Even in his beginnings as a theater artist, Murphy never let himself be limited to the plays available to him. His career began in 1970 with a theatrical version of William Blake’s poetry, and since then he’s adapted a diversity of work, from Frank Manley’s novel The Cockfighter to a John Barth story about Siamese twins. “Sometimes I can’t find a play that speaks to me, but in the enormous body of literature, embedded in them are plays that I would like to do,” he says. He’s currently working on a scholarly book based heavily on his experiences, called The Art of Literary Adaptation.

Locally, Murphy has directed plays at nearly every theater in town: One of the exceptions, the Georgia Shakespeare Festival, will have him direct Death of a Salesman in 2002. But Theater Emory gets involved with Atlanta theaters in ways beyond scripts and direction. “I think we’ve collaborated with every major company around town,” says Murphy, crediting such staffers as managing director Pat Miller. “We’ve given support in financial aid, rehearsal space or dramaturgical help to practically all of Atlanta’s companies. Theatrical Outfit saved about $55,000 because of all the work we donated in building sets for them. That’s what a university is meant to do — to be a resource for the community.”

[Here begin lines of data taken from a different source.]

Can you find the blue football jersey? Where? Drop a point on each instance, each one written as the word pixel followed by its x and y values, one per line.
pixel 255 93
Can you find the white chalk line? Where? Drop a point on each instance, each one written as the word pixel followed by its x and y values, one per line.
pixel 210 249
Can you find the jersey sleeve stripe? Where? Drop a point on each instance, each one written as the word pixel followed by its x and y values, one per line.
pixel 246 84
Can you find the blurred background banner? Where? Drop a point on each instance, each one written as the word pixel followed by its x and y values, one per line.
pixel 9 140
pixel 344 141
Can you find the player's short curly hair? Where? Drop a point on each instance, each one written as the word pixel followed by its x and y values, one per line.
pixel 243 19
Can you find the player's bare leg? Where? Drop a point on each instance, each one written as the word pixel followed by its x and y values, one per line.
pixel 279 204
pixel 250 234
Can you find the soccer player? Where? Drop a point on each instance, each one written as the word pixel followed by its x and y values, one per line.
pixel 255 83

Murphy believes that Theater Emory has fulfilled duties for years that may have rightly belonged to another Atlanta organization. “The important thing is that someone should make things happen. I think it should be the Alliance Theatre, because they’re the city’s flagship theater. In the past, we’ve taken on the function that the Alliance should have done, which is to be a community liaison kind of institution.”

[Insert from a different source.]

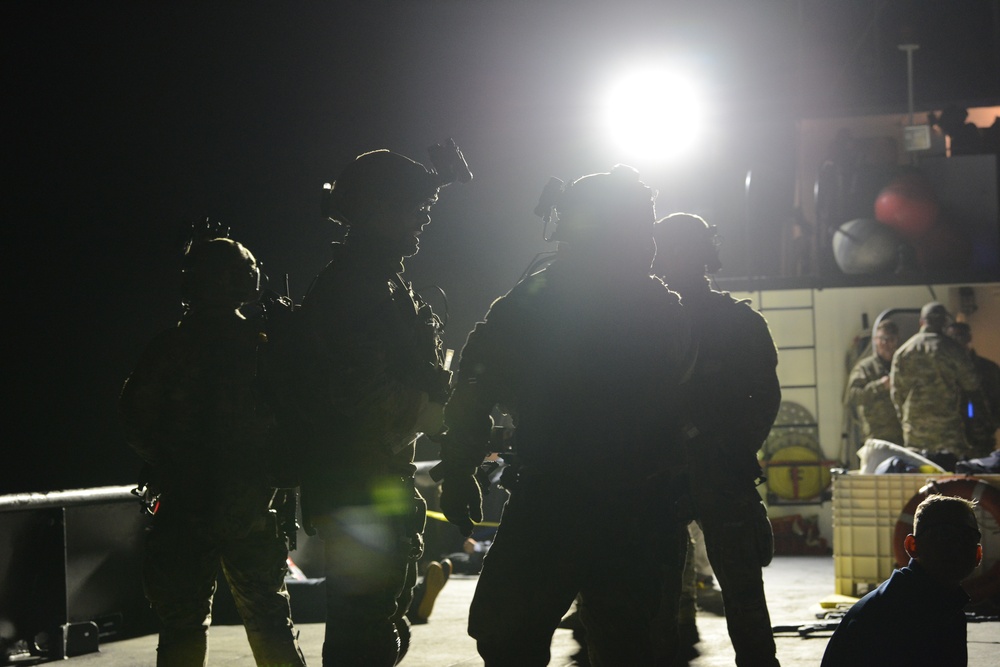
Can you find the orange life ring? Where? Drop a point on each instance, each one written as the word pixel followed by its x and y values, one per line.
pixel 980 587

Murphy acknowledges that a playhouse based in a university student center that uses undergraduates in its casts can face a prejudice from audiences. “The main downside for Theater Emory is the lack of recognition. Once you’re housed in a university, you’re perceived in a certain way: ‘Oh, they just work with students.’” He adds, “But it’s great to have bright, motivated undergrads with limited experience, because they’ll take chances that even MFA students won’t try.”

Atlanta’s theater professionals recognize Murphy’s contribution. “Theater Emory’s long commitment to working within the larger theatrical community is incredibly enriching for all of us,” says Tim Habeger, artistic director of PushPush Theater, where Murphy’s adaptation of The Cockfighter first appeared (a show that went on to Actors Theatre’s Humana Festival in Louisville, Ky.). “PushPush has developed much faster largely because of Theater Emory’s support and involvement.”

Murphy may mentor the local theater community in a figurative way, but at other times he does so quite literally. Attending the premiere of Les Parents Terribles, the inaugural production of Out of Hand Theater, Aug. 24, Murphy made a point of keeping a low profile. Most of the young company are recent Emory graduates, and he didn’t want to be perceived as looking over the shoulders of his former students — especially since the play’s director and the group’s managing director is Murphy’s own daughter, Ariel de Man.

Murphy and his wife, Rhonda, discreetly took a back row seat in the small Back Stage space at 7 Stages, but de Man found them before the play. “Did you see the dedication?” she asked, indicating the program for Les Parents Terribles. De Man quipped, “We thought about making it out ‘To my own terrible parent,’ but decided against it.”

The dedication reads: “Out of Hand Theater dedicates this production to Vinnie Murphy, teacher, father, inspirer, challenger and anonymous benefactor. Without his implicit support, we doubt we would have made it this far.” No doubt many other local theater artists would say the same for Theater Emory, which may be in an ivory tower, but has its doors wide open.

Readings for two plays in development for the Salt Lake City Olympic Play Commission Project will be held at Theater Emory this week. The Discovery of America is Sept. 8 at 5 p.m. and The Marriage of Miss Hollywood and King Neptune is Sept. 9 at 3 p.m. at the Mary Gray Munroe Theater, Dobbs University Center, 605 Asbury Circle, Emory. Free. 404-727-5050. www.emory.edu/THEATER/??